Reading this essay more than once, while musing curiously about one generation’s (one in which I am included) almost incessant talking about ageing, I did gain an appreciation of the fact that in spite of all our sporty ageing images generated over the last twenty years, we all find some trial in having a realistic conversation about ageing that doesn’t snip at the fringes of ageism.
Helen Small speaks to the positive ageing movement in gerontology and to the writing about old age in the humanities “especially dominant in literary and cultural studies and in creative arts today”. There is, she says, “an obvious cultural rationale: a corrective offered to ageism; welcome encouragement for personal optimism.”
While that may be optimism it is not always enough of a corrective.
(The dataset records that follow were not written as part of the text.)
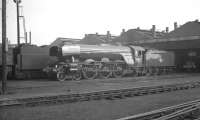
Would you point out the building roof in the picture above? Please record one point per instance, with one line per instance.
(191, 28)
(94, 39)
(186, 36)
(61, 41)
(133, 35)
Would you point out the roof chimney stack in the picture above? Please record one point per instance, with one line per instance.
(123, 31)
(167, 30)
(175, 25)
(154, 30)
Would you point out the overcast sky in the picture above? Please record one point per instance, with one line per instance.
(49, 19)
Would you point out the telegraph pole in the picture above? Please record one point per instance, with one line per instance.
(4, 51)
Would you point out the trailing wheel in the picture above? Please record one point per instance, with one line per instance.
(118, 72)
(76, 75)
(90, 73)
(61, 76)
(105, 72)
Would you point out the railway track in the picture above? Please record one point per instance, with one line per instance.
(109, 95)
(186, 111)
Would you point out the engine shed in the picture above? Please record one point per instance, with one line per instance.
(183, 41)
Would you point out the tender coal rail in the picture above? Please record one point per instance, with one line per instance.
(186, 111)
(109, 95)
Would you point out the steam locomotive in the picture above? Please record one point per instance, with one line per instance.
(80, 61)
(26, 61)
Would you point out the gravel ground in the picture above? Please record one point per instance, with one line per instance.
(23, 89)
(100, 110)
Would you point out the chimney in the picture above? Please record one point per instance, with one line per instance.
(30, 37)
(108, 33)
(154, 30)
(167, 30)
(108, 36)
(175, 25)
(123, 31)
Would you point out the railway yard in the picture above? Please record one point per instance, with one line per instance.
(104, 99)
(140, 74)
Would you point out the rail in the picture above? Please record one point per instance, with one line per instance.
(189, 110)
(109, 95)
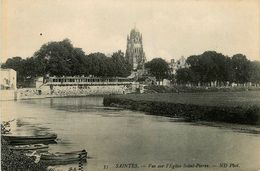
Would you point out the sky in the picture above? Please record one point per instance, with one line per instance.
(170, 29)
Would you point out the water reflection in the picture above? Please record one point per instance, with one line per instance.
(112, 135)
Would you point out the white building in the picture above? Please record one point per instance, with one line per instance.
(8, 79)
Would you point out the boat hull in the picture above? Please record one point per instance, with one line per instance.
(23, 140)
(64, 158)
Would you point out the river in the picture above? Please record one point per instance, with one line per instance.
(115, 136)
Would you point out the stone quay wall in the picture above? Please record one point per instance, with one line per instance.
(63, 91)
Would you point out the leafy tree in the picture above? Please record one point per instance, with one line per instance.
(255, 72)
(17, 64)
(60, 58)
(123, 68)
(158, 68)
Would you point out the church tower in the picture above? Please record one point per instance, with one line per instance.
(134, 50)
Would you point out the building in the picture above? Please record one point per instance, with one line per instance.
(8, 79)
(175, 65)
(134, 50)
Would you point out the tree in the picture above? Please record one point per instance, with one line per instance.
(123, 68)
(158, 68)
(255, 72)
(60, 58)
(241, 68)
(17, 64)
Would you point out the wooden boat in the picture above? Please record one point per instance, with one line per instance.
(64, 158)
(34, 139)
(28, 147)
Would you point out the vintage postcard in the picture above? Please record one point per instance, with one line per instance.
(133, 85)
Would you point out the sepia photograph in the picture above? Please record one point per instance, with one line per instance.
(133, 85)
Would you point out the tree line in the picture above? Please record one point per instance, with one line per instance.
(215, 67)
(63, 59)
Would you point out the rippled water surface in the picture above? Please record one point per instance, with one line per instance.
(116, 136)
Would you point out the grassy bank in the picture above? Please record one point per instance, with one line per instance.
(232, 107)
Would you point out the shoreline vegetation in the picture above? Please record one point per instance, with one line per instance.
(231, 107)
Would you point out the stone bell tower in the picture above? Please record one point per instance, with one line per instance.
(134, 50)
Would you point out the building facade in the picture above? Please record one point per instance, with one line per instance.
(134, 50)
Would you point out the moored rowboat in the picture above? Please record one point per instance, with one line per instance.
(34, 139)
(28, 147)
(64, 158)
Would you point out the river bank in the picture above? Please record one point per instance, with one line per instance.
(230, 107)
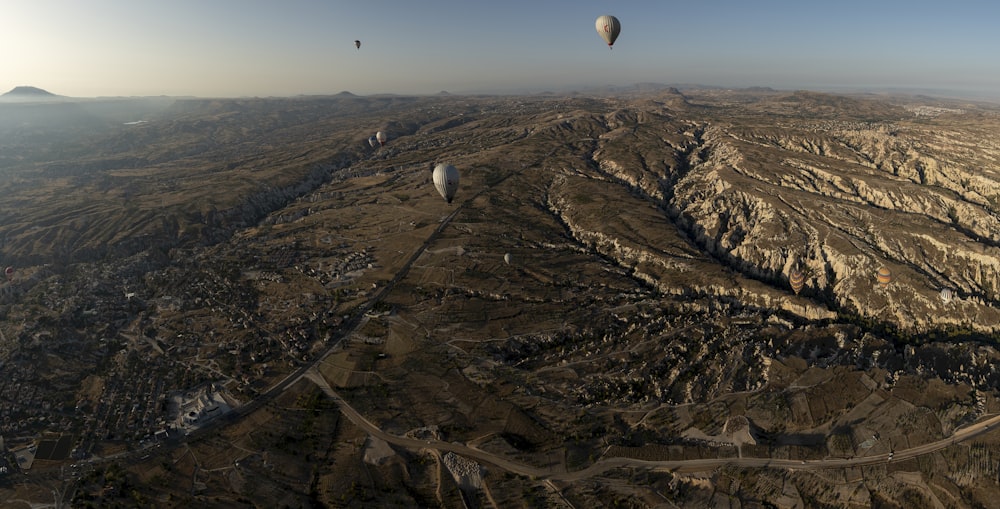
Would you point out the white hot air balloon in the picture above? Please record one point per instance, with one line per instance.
(608, 28)
(446, 180)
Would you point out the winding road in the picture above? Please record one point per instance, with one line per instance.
(605, 464)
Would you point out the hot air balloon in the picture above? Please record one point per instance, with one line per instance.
(608, 28)
(446, 180)
(884, 276)
(797, 280)
(946, 295)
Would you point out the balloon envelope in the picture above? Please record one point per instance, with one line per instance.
(797, 280)
(608, 28)
(446, 180)
(946, 295)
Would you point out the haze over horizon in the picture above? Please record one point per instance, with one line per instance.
(230, 49)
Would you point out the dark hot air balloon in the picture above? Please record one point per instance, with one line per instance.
(796, 279)
(884, 276)
(608, 28)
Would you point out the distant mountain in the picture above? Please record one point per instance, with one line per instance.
(28, 94)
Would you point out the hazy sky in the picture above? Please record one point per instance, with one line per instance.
(87, 48)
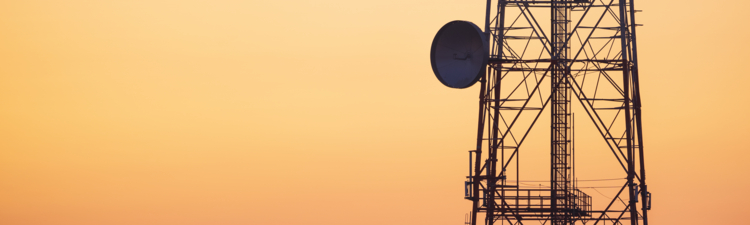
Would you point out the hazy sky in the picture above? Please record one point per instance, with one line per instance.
(317, 112)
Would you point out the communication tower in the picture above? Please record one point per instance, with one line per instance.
(537, 56)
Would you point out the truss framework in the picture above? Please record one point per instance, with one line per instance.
(546, 55)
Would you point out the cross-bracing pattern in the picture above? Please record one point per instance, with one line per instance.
(546, 56)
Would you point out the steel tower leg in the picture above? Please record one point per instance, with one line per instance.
(578, 57)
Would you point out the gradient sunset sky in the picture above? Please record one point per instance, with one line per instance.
(317, 112)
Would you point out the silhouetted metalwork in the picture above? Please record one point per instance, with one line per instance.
(546, 55)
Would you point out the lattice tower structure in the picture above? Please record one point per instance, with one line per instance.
(544, 56)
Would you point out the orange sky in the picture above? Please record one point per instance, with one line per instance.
(316, 112)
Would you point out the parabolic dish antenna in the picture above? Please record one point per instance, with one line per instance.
(459, 54)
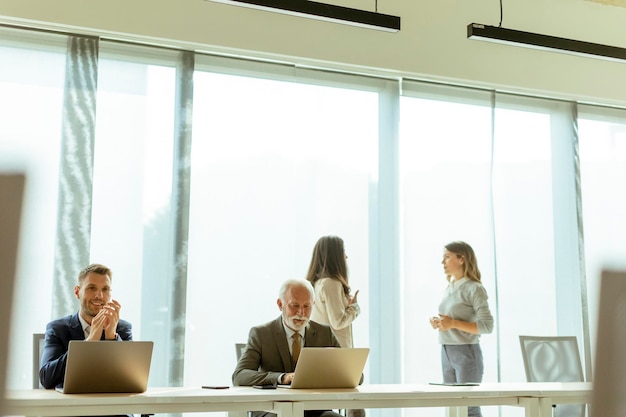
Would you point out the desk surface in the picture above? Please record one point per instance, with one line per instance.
(171, 400)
As you read through the essay much ado about ageing bubbles to the surface, which invariably latches you on to the not knowing how to feel, notably as you encounter the aspects of ageing such as difference in gender experience, the role of caring, dementia and our path nearing to death.
One of the philosopher writers that Small carries through in her essay is Mary Mothersill, Canadian born, 1923, the same year as my mother as it goes. Mothersill’s 1998 speech to the American Philosophical Association titled Old Age in particular grabs attention. Reading the Mothersill speech after this essay, as I did, will help you to see why, as she trots out her questioning insights around what she sees as the dilemma between the old and new gerontology thinking.
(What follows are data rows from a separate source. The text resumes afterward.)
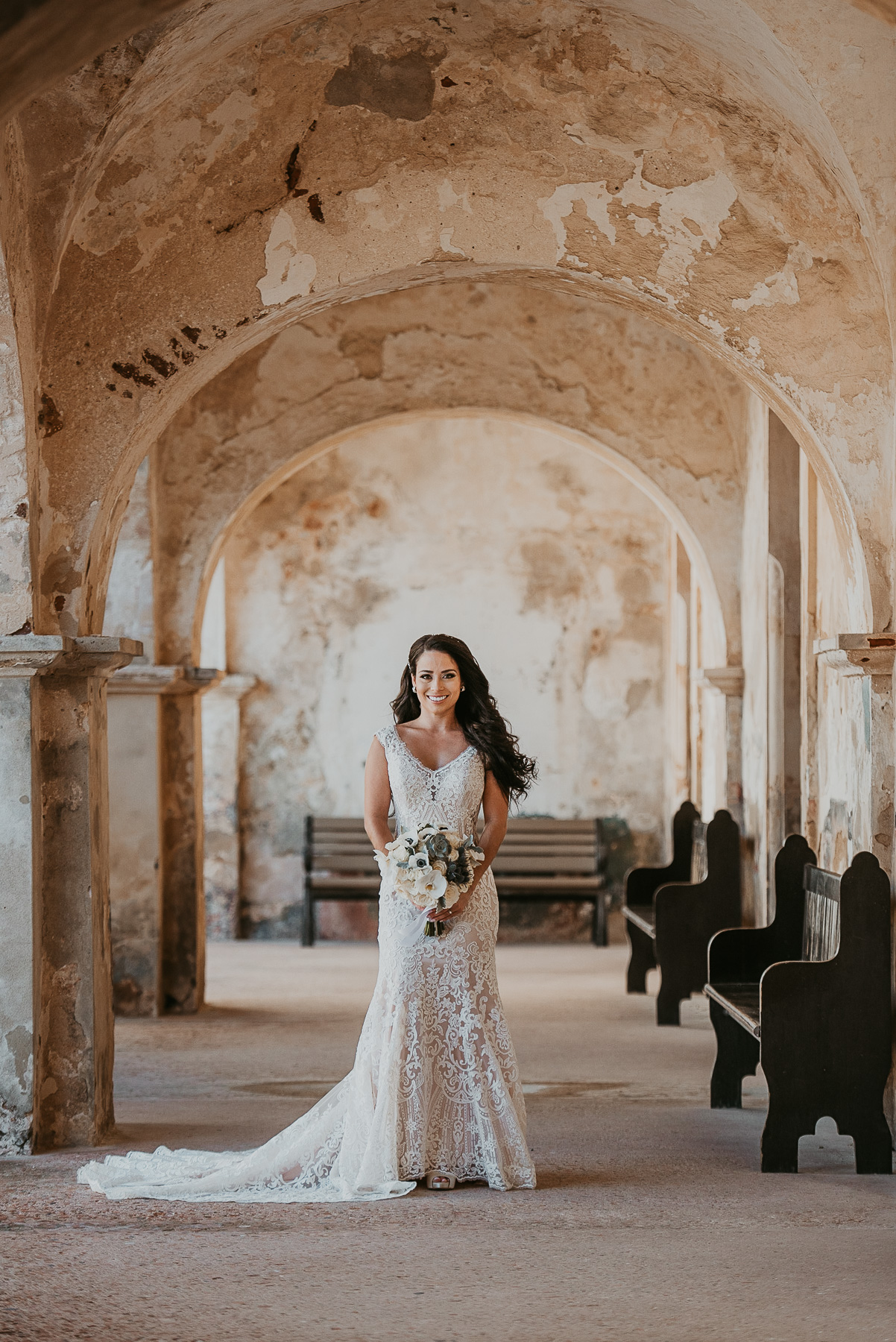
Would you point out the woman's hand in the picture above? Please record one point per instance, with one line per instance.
(491, 839)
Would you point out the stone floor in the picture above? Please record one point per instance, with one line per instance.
(651, 1219)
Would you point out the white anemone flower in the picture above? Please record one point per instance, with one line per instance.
(431, 886)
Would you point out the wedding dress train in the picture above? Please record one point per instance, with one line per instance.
(435, 1083)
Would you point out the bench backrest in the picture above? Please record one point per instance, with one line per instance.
(821, 914)
(338, 843)
(533, 845)
(642, 882)
(541, 845)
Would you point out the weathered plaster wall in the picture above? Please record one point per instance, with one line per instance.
(550, 564)
(844, 721)
(15, 560)
(754, 605)
(676, 416)
(129, 604)
(224, 174)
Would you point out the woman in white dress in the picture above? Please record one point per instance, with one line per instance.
(435, 1089)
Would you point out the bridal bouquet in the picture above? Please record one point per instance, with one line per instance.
(432, 867)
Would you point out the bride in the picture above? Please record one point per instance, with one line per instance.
(435, 1089)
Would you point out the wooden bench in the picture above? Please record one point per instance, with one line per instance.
(809, 998)
(541, 859)
(669, 919)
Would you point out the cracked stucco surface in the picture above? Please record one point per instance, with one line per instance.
(552, 565)
(609, 375)
(607, 149)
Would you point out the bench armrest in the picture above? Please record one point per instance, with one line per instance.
(642, 883)
(741, 954)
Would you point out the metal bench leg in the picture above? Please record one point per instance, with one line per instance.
(736, 1056)
(642, 960)
(599, 927)
(307, 919)
(669, 1003)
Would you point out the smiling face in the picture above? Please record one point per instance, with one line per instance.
(438, 684)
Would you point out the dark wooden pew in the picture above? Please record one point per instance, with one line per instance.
(669, 925)
(809, 998)
(541, 859)
(642, 885)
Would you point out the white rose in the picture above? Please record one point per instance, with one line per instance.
(431, 886)
(451, 895)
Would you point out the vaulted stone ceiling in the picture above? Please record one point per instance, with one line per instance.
(721, 167)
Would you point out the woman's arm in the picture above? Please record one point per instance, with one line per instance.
(491, 839)
(377, 798)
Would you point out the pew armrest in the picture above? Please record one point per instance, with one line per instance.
(741, 954)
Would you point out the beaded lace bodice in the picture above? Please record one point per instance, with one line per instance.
(448, 796)
(435, 1083)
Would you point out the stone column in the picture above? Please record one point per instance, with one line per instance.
(872, 655)
(728, 681)
(221, 784)
(134, 835)
(55, 1000)
(183, 954)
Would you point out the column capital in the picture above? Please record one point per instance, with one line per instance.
(40, 654)
(145, 678)
(857, 654)
(728, 681)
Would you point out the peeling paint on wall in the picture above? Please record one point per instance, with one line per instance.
(550, 564)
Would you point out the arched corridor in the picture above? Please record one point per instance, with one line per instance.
(568, 329)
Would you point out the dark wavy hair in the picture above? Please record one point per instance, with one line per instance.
(476, 713)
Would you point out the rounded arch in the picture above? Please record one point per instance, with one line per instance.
(714, 620)
(859, 573)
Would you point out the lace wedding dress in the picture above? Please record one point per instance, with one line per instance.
(435, 1083)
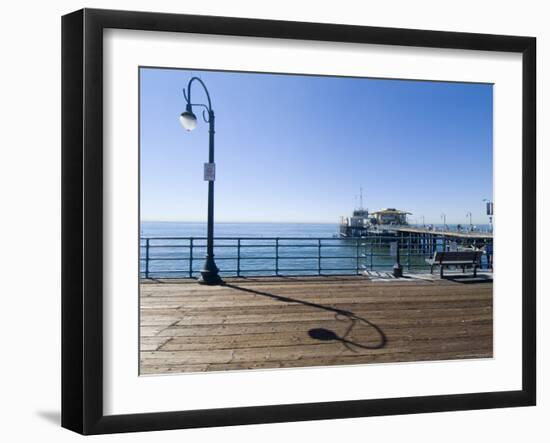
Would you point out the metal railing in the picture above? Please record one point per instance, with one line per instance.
(183, 257)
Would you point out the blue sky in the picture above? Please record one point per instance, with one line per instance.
(298, 148)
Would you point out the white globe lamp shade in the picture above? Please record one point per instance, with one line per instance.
(188, 120)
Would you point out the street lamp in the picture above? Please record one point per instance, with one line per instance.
(489, 205)
(209, 272)
(469, 215)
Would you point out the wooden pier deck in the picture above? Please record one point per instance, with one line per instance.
(283, 322)
(455, 234)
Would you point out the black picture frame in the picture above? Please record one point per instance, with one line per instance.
(82, 218)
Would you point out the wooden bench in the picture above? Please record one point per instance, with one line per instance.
(458, 258)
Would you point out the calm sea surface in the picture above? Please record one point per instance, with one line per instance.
(177, 249)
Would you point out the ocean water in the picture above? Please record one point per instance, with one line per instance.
(177, 249)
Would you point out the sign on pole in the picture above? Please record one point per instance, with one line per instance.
(210, 172)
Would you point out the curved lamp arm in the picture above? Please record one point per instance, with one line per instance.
(187, 96)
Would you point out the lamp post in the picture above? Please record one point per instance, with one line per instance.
(489, 206)
(469, 215)
(209, 272)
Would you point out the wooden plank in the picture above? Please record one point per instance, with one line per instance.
(264, 323)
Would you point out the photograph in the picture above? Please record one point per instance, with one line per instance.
(293, 221)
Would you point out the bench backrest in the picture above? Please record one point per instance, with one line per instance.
(470, 256)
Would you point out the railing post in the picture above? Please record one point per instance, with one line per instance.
(147, 258)
(239, 257)
(318, 256)
(277, 256)
(191, 257)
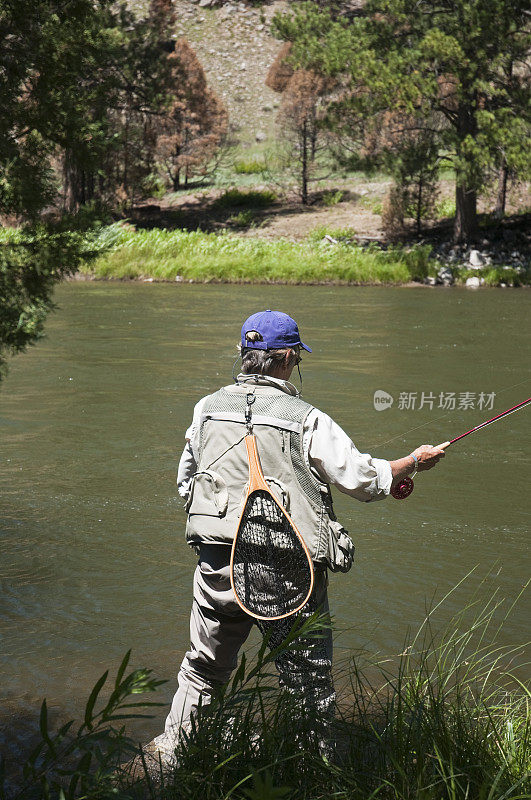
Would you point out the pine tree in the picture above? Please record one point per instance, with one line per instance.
(299, 119)
(402, 56)
(196, 122)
Though some twenty-plus years ago since it was written, Mothersill’s speech, I would agree with Helen Small, still serves as a milepost for discussion on ageing which in many ways reveals today the same struggle with views on growing older that we’ve lugged along in our heads for years.
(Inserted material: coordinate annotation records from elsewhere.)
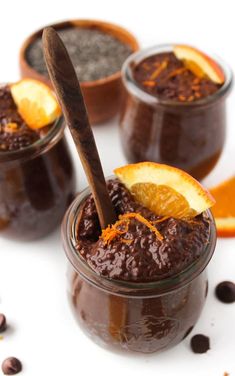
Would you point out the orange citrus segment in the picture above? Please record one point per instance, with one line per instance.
(199, 62)
(165, 190)
(35, 102)
(224, 209)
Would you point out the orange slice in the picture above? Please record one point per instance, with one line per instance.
(199, 63)
(165, 190)
(35, 102)
(224, 209)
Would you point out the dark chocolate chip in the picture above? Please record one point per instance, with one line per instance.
(3, 323)
(11, 366)
(200, 343)
(225, 292)
(188, 332)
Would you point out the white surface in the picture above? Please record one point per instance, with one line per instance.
(43, 332)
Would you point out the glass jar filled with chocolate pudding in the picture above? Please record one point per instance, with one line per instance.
(37, 181)
(141, 283)
(175, 109)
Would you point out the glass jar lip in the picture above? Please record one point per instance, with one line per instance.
(136, 91)
(37, 147)
(119, 287)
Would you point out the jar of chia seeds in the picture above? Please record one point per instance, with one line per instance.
(189, 135)
(142, 317)
(37, 184)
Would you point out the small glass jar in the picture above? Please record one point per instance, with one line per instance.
(187, 135)
(142, 317)
(37, 184)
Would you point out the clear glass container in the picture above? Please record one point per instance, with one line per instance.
(187, 135)
(37, 184)
(142, 317)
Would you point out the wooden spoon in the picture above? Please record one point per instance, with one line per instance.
(68, 91)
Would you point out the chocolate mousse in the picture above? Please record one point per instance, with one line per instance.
(168, 78)
(141, 246)
(175, 109)
(36, 172)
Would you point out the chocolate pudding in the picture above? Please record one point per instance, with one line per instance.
(171, 115)
(166, 77)
(36, 174)
(140, 287)
(137, 253)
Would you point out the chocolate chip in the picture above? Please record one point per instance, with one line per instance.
(225, 292)
(3, 323)
(11, 366)
(200, 343)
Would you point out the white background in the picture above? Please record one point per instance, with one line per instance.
(43, 333)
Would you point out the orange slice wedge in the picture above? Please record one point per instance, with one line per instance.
(165, 190)
(224, 209)
(199, 63)
(35, 102)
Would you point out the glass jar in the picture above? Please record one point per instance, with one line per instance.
(187, 135)
(37, 184)
(142, 317)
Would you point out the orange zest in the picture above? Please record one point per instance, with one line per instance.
(11, 127)
(111, 232)
(224, 209)
(143, 220)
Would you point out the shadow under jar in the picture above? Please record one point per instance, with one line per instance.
(187, 135)
(37, 184)
(141, 317)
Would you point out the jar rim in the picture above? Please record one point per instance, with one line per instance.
(120, 287)
(133, 88)
(52, 136)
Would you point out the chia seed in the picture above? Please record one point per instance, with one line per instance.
(95, 54)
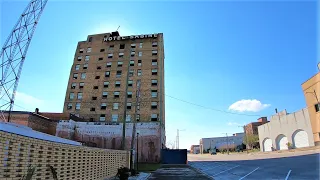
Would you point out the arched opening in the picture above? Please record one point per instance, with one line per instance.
(267, 144)
(300, 139)
(281, 142)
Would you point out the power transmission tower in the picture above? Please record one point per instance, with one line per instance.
(13, 53)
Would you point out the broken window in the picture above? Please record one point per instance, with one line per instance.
(69, 106)
(154, 82)
(154, 62)
(117, 84)
(106, 84)
(81, 85)
(103, 106)
(104, 94)
(115, 106)
(116, 94)
(154, 52)
(73, 85)
(77, 67)
(107, 74)
(154, 105)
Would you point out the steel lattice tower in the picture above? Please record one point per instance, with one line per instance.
(13, 53)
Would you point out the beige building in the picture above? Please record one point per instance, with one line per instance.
(105, 75)
(311, 90)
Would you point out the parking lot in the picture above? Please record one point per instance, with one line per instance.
(302, 165)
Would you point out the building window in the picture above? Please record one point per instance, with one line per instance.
(69, 106)
(106, 84)
(83, 75)
(114, 117)
(129, 105)
(117, 84)
(75, 76)
(116, 94)
(85, 66)
(129, 94)
(78, 105)
(154, 62)
(103, 106)
(115, 106)
(154, 44)
(118, 74)
(79, 95)
(154, 117)
(154, 71)
(77, 67)
(128, 118)
(154, 52)
(107, 74)
(317, 107)
(71, 96)
(154, 82)
(81, 85)
(139, 72)
(131, 62)
(130, 82)
(154, 93)
(131, 71)
(104, 94)
(102, 117)
(154, 105)
(73, 85)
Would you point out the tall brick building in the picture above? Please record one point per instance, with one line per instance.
(105, 74)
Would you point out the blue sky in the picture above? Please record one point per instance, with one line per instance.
(253, 55)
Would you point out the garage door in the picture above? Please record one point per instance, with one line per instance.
(267, 144)
(300, 139)
(282, 142)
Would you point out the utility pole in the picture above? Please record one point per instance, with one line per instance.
(123, 143)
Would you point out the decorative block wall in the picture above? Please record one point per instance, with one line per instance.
(70, 162)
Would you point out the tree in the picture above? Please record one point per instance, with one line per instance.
(251, 140)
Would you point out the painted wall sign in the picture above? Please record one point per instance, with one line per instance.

As Mothersill said in ’98 -“A number of specifically philosophical issues are suggested when we reflect on old age. Here is an example: does value, positive or negative, attach to longevity as such? In our culture people believe that it is bad to be old, but is the badness supposed to be intrinsic to old age?” Yes I hear some form of this question in one ear, while in the other I’m encouraged to be graceful or fearless.
As Small at one point half way through her essay summarizes it – “The emotional problem stands: how should we feel about old age, as we look to shape our expectations for ourselves in and against what we know will be the collective tendencies?”
For another excellent reference that Helen Small makes in her essay I would suggest the article from the academic journal The Gerontologist from 2014 (which you can pick up here) – The Emergence of a Positive Gerontology: From Disengagement to Social Involvement.
Helen Small is the author of The Long Life (2007), which also looks at ageing through discussion of works of literature from Plato to Dickens and Thomas Mann, author of Death in Venice. My literary quest in this matter has now become it seems, an endless trail of Erudite Ageing.